Hi, On Fri 04-02-11 14:12:12, Richard Ems wrote:
I was trying to check if updating to 2.6.37 on our openSUSE 11.3 nodes would bring any performance changes for our application (HPC CFD programs) and was surprised to see a big performance decrease on my test runs. Trying to follow this problem down I came to the following perl test line to show the differences.
If I run the following perl line on the same hardware on openSUSE 11.3, with 2.6.34.7-0.5-default and with 2.6.37-6-default (from http://download.opensuse.org/repositories/Kernel:/stable/openSUSE_11.3/x86_6... ) I get VERY different results:
On 2.6.34 it runs in about 10 secs. On 2.6.37 it takes at least 17 secs to run.
Could someone else test this on another hardware? I've run your script on my testing machine and I can see a difference as well (I've compared 2.6.34 with 2.6.36 kernel). I have dual quad-core AMD Opteron at 1 GHz with 4 GB of ram. The difference isn't that big as for you but still noticeable - about 20% on average I'd say.
Please run a couple of times with 2.6.34 and then with 2.6.37. Do others also see this big differences?
The system I am testing on is a dual Xeon X5650 @ 2.67 GHz (12 cores) with 24 GB memory. Please set $T to your number of cores. Perhaps you would also have to reduce the (1..9e6) if you have less than 2GB per core.

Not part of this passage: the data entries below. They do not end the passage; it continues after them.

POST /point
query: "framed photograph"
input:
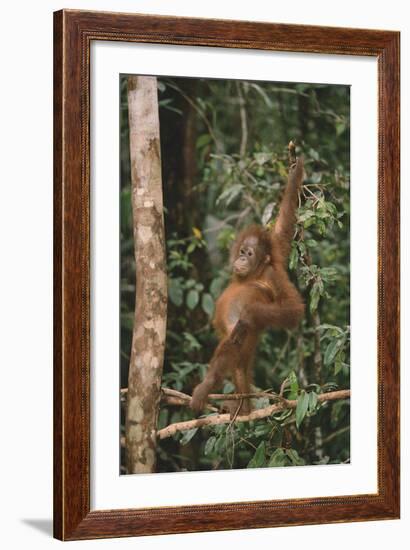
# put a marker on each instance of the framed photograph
(226, 275)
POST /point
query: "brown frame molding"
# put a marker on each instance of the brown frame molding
(73, 33)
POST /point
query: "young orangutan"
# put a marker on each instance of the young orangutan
(259, 296)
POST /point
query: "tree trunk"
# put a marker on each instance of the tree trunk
(148, 341)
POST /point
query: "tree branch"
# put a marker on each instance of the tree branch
(212, 420)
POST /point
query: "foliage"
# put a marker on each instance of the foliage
(225, 163)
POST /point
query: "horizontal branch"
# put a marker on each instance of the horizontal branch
(212, 420)
(176, 397)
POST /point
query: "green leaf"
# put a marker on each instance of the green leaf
(187, 436)
(293, 385)
(312, 401)
(216, 287)
(314, 296)
(301, 407)
(203, 140)
(175, 292)
(192, 299)
(338, 365)
(209, 445)
(208, 304)
(278, 458)
(267, 213)
(293, 258)
(294, 457)
(230, 194)
(332, 349)
(258, 459)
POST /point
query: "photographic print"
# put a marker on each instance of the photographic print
(219, 232)
(235, 270)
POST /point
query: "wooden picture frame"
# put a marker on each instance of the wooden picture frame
(73, 33)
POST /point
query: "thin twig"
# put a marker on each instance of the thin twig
(217, 419)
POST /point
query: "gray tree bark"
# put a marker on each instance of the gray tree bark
(148, 342)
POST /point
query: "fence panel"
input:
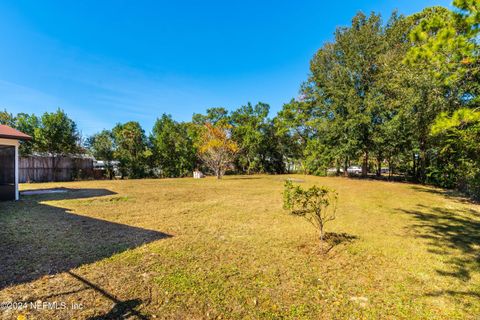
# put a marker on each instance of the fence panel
(43, 169)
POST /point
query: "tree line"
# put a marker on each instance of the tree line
(400, 94)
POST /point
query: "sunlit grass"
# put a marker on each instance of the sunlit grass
(413, 252)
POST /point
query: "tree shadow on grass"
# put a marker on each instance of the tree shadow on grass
(334, 239)
(39, 239)
(450, 194)
(451, 233)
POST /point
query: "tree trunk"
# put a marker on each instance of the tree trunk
(365, 165)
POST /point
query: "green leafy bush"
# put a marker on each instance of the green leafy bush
(316, 204)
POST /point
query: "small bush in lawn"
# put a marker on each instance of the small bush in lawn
(316, 204)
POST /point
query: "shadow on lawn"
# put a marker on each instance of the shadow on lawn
(39, 239)
(451, 232)
(451, 194)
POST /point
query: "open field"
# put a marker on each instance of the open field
(191, 249)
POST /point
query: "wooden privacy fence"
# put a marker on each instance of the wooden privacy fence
(43, 169)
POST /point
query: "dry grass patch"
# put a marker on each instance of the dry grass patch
(195, 249)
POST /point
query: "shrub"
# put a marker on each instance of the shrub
(317, 204)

time perl -e 'use threads; $T=12 ; foreach (1..$T) { $thr[$i++] = threads->create(sub { printf "I am thread %s\n", threads->tid(); foreach (1..9e6) { push(@a, sqrt(1234)/sin(1234)) } ; printf "thread %s finished.\n", threads->tid(); }); } foreach (0..$T-1) { $thr[$_]->join(); }'
Does anyone have an idea why this could be happening? For such a simple test case I'd say that it's a difference in scheduling or some system call used implicitely by perl. What seems a bit strange though is that after all threads report they are finished, it still takes a noticeable time for parent thread to exit. From a quick strace I see a storm of madvise() calls when the thread exists so maybe this is the culprit? If yes, I'd try to oprofile the test on both kernels and compare results.
Umm, btw, I've just tried your test with just a single thread and it's
still slower on 2.6.36 than on 2.6.34 so indeed this seems like a
regression in some of the system calls.
Honza
--
Jan Kara